Von Irina Mahlstein — Phasenweise kann ich Menschen nicht ausstehen, in diesen Momenten nervt mich all dieser langweilige Smalltalk – und wohl gemerkt, im Smalltalk bin ich Champions League. Doch manchmal, wenn die Tage im Bau unendlich lange werden, ich in einem noch endloseren Vortrag sitze, dann kommt es mir manchmal vor, dass es um mich herum richtig nach Mensch stinkt. Das sind dann jene Tage, an denen ich verdammt froh bin, dass ich keinen sozialen Beruf erlernt habe. Wäre ich Krankenschwester und ich müsste an einem solchen Tagen Kotze aufwischen… Ich glaube, meine Geruchsnerven wären bald in einer Nervenanstalt. Meiner Rechenkiste ist es egal, wie oft ich sie anfluche, oder ob ich sie tagelang anschweige. Und falls es meiner Kiste nicht passen sollte, dann stell ich eben einen Rosenquarz neben sie.
Immerhin, dies ist ein Privileg meines halb nerdigen Daseins. Ich kann mich verkriechen, ich muss nicht sprechen. Es ist halbwegs normal, oder sagen wir mal, niemand findet es weiter beunruhigend, wenn ein Wissenschaftler stundenlang ohne Kommunikation vor sich hin vegetiert. Und glücklicherweise gibt es für diese Fälle Skype, das perfekte Kommunikationsmittel für menschenfeindliche Tage. Dialoge sind möglich, ohne dass man das Gegenüber sieht, riecht oder sonstige höhere Interaktionen tätigen muss. Und so kann ich munter einsam in meinem Kämmerchen hocken, denken und dabei mit der ganzen Welt kommunizieren. Ähnlich wie Facebook, man kann da Hunderte von Freunden haben, und per Mausklick kommt mit etwas Glück ein weiterer dazu. Man kann nach der Arbeit gleich nach Hause, sich einloggen und loschatten mit all den tollen Freunden, die man weltweit besitzt. Die Welt wird zum Nerd. Und alle finden es cool, sogar die Modewelt.
Apropos stinkende Menschen: Anscheinend hat das Rauchverbot in Bars zum Nachteil geführt, dass man nun anstatt den stinkenden Rauch einzuatmen verschiedene menschliche Gerüche riechen muss — nicht kann, muss.
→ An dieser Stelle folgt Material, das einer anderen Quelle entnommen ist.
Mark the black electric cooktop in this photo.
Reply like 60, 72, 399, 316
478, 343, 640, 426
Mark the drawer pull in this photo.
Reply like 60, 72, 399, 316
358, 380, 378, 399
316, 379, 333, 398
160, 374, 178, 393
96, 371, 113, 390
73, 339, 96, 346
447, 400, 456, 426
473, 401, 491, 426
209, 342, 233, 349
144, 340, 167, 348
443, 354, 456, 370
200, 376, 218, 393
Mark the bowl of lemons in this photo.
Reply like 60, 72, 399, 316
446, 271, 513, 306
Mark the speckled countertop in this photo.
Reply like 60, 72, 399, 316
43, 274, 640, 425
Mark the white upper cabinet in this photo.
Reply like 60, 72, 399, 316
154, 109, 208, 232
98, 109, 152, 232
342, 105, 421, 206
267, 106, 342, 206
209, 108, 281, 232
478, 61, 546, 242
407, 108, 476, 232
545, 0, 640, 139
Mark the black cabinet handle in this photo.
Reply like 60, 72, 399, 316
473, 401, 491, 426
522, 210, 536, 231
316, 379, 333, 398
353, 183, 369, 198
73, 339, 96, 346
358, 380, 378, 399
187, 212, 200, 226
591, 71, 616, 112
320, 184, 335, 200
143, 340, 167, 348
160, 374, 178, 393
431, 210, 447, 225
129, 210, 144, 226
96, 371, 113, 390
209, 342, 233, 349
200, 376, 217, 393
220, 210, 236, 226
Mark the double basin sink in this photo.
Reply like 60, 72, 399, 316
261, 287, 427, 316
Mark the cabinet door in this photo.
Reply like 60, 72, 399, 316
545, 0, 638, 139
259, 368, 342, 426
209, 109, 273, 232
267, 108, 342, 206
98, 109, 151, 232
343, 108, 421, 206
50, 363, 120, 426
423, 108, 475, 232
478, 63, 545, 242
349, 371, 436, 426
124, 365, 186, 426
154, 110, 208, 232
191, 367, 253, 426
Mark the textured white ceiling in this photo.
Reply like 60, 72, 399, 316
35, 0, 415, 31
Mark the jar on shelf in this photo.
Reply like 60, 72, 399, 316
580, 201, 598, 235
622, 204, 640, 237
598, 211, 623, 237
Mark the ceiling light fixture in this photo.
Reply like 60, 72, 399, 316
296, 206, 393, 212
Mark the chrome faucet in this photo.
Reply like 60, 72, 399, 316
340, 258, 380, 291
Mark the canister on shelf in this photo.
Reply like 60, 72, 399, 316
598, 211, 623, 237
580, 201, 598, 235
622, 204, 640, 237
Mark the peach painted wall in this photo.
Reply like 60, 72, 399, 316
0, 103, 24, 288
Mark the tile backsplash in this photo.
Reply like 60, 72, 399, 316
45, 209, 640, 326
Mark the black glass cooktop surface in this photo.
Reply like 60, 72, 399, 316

Offenbar können wir Menschen uns in einem solchen Grad nicht riechen oder sind dermassen ungeduscht unhygienisch, dass die Bars mit Duftbäumchen dekoriert werden (in diesen Bars hat bestimmt niemand mehr Sex auf dem Klo!). Wir Menschen können uns folglich nicht riechen, wenn wir uns tatsächlich so geben, wie wir sind. Entweder hüllen wir uns ab sofort mit Duftstoffen von künstlichen Bäumen ein, oder Parfüms, Eau de Toilette und ähnliche Produkte werden in Zukunft staatlich subventioniert. Ansonsten läuft die Menschheit eventuell Gefahr, von der Erde zu verschwinden. Was wiederum den Vorteil hat, dass das Klimaproblem nachhaltig und für immer gelöst wäre. Womit ich meinen Job los bin, meine momentanen Anstrengungen umsonst wären, was aber keine Rolle spielt, da ich ja dann auch nicht mehr bin. Auf jeden Fall nicht mehr hier, auf dieser Erde.
Oder wir beschränken unsere menschlichen Interaktionen auf elektronische Medien. Um Kinder zu zeugen benötigen wir den Beischlaf ja schon lange nicht mehr. Oder wir rauchen fröhlich weiter, riechen einander deswegen nicht, die menschliche Fortpflanzung ist weiterhin gesichert, wir sterben weiterhin an Lungenkrebs, damit entlasten wir ebenfalls die AHV. Ich frage mich sehr, ob man wirklich diese Rauchverbots auch rückwärts angeschaut hat. Sollte man für solche Dinge nicht auch ein Life Cycle Assessment beauftragen oder sowas in der Art? Ehrlicherweise muss ich allerdings gestehen, dass ich mich auf rauchfreie Brunches und rauchfreie Feierabendbiere freue. Und meine asozialen Tage sind Gott sei Dank hormonabhängig, folglich kann ich mich auf jeden Fall an gewissen Tagen in eine Bar wagen, ohne dass mir die menschlichen Gerüche zu stark zusetzen.